Stream processing Flashcards
When is a problem a data streaming problem?
When the data is unbounded. That is, when the data is not static and does not have a size property. This includes when a process is generating data continuously, or when the user need to continuously monitor processes.
Unbounded data can only be enumerated/iterated upon when given a snapshot.
Why do we need streaming windows?
To split the stream into batches of data, which allows the data to be processed as if it were bounded.
What types of windows do we get with stream processing?
There are two main types of windows: Streaming windows and Sessions windows.

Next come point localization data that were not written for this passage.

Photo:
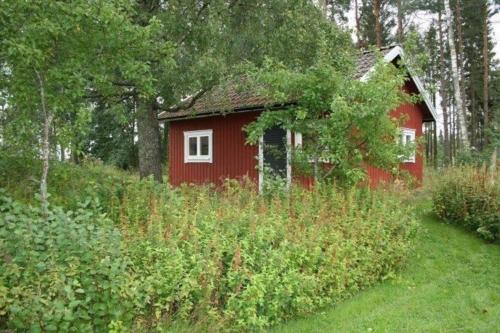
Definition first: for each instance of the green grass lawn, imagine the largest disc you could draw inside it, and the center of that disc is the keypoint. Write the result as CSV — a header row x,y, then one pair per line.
x,y
451,284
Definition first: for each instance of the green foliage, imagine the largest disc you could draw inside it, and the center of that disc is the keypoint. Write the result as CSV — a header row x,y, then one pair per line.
x,y
228,258
64,272
466,196
343,120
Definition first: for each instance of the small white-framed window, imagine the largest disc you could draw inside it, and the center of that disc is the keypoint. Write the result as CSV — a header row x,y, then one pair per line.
x,y
198,146
407,137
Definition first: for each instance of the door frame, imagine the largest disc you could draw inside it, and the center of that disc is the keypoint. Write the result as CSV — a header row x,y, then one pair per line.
x,y
288,161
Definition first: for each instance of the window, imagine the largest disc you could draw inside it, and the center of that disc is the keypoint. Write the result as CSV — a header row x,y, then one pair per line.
x,y
407,137
198,146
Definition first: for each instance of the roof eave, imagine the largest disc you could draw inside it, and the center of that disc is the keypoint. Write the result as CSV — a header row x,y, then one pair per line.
x,y
397,51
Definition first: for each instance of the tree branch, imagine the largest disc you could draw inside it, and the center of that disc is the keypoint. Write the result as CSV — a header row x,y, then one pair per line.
x,y
186,104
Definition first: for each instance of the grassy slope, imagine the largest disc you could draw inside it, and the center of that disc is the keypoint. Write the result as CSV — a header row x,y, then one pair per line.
x,y
452,284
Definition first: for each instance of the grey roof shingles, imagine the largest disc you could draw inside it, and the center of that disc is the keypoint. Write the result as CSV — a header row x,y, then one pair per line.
x,y
230,97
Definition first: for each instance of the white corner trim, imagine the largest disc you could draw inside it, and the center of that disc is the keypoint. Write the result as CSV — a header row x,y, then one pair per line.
x,y
298,140
288,158
389,57
198,158
261,163
412,133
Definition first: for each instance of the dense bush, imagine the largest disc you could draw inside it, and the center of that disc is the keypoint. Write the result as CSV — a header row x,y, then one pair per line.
x,y
253,261
468,197
62,272
197,254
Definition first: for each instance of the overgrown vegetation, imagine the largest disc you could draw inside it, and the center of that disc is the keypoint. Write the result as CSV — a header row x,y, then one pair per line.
x,y
470,197
230,259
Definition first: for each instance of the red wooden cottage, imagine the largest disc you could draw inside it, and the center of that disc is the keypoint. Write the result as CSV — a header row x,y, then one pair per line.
x,y
207,141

Steaming windows are static in size or time-length, and are based upon a range and a slide. The relation between the range and the slide affect the type of window.
There are three types of streaming windows:
Sliding window:: Where range > slide. So windows can overlap
Tumbling window: Where range == slide. So the end of a window is the start of a new window (provided it is not the first/last window)

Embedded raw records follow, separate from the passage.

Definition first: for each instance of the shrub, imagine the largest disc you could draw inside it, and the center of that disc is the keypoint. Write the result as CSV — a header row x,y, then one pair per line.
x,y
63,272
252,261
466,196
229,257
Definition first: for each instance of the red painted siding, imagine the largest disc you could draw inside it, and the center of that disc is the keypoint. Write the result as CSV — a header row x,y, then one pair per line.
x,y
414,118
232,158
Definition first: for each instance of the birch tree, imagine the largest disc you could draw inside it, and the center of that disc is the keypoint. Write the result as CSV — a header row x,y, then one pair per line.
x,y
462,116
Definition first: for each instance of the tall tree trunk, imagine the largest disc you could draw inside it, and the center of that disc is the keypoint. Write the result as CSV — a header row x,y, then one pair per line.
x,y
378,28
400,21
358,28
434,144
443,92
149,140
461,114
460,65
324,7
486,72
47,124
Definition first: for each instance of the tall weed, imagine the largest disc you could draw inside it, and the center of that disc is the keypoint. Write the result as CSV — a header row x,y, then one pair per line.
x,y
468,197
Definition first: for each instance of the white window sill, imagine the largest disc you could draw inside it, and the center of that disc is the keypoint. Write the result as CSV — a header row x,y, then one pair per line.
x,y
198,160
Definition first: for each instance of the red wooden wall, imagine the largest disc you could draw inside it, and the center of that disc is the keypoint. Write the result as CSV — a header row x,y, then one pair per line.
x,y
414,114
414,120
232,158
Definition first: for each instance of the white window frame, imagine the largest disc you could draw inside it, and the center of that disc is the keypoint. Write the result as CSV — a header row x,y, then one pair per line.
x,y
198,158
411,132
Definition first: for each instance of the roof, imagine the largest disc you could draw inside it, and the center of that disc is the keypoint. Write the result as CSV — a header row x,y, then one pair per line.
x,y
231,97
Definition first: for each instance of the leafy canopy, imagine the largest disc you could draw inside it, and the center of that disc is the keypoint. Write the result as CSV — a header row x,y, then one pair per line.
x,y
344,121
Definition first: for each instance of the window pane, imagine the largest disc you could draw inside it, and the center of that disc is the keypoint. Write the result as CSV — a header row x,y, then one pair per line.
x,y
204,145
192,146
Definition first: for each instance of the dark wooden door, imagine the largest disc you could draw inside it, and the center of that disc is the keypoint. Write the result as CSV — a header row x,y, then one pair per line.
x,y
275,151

Jumping window: where range < slide. So there can be a timeframe without a window.
Session windows are dynamically sized windows that aggregate batches of (typically) user activity. Session windows end once a session gap (ie a certain amount of time) has passed since the latest activity.
What is the difference between event, processing and ingestion time?
Event time is the time at which an event has occurred.
Processing time is the time at which an event is observed in the system.
Ingestion time is the time at which an event is processed by the system.
What is the difference between micro batching and stream processing?
Micro-batching aggregates data in batches, and processes a batch in one go.
Stream processing processes events one by one as they arrive.
Stream processing can emulator micro-batching by using delayed triggers.
(So, Micro-batching aggregates data before processing it, while stream processing processes each event individually as they come in)
What is the problem with state in streaming systems?
Streaming systems only contain state modifications. This means that they do not inherently contain a state, and is instead managed ‘externally’, making it unreliable to use for application logic.
How can we disseminate (= distribute) events from producers to consumers?
To just move the data from producers to consumers, Messaging systems are used.
There are three main types of messaging systems:
Direct messaging systems (DMS): use simple network communication to broadcast messages. They are fast, but can easily lead to data loss, which must be dealt with by producers and consumers.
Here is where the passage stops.